Vizeler, finaller bitti şükür. Yorgunluğunu yeni yeni atıp kendime gelebiliyorum. Her zamanki gibi süreç bir mağduriyetle başladı. Normalde 3 hafta olan sınav haftası 1 haftaya kadar düşürülüp peş peşe sınavlar eklendi. Yazdık çizdik ama bir sonuç yok. Atanmış rektörler öğrenicinin halinden ancak bu kadar anlayabilir. Akademiyle alakasız birer memurlar sonuçta, ne emir veriyorsa onu yapabiliyorlar.

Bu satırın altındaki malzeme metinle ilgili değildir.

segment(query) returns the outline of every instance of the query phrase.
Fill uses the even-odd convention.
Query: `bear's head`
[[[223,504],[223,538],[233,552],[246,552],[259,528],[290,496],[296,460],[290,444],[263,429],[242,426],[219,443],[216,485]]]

Gündemi görüyorsunuz değil mi? Yine nefret söylemleri, nefret suçuna teşvik başladı. Boğaziçi meselesi tam sadece bir ''boğaziçi'' meselesi olmuşken (bunu zannımca kendileri yaptı) her ötekinin ötekisi lgbti+lara saldırma fırsatı bulan gericiler ve işbirlikçileri yine sahneye teşrif etti. Bu ülkenin içişleri bakanı dahi buna dahil olup bir fiil nefret söyleminde bulundu. Bazen nerede ne için mücadele ediyoruz diye soruyorum kendime. Savaşmadan yaşamak diye bir seçenek yok mu Ortadoğuda? Haklı olan kazanacak, ne zaman? Biz görebilecek miyiz? Ya da hepsi bir yanılsama mı? Başıma ağrılar girdi dün gece tüm bunları düşünürken. Küçük joe gündemi ''görünmez el'' olarak tanımlamıştı hiç unutmam. O görünmez el sakin sakin gün geçirip yogasını yapan bana laps diye bindi yine anlayacağın. Olsun yine gelsin yine def edelim.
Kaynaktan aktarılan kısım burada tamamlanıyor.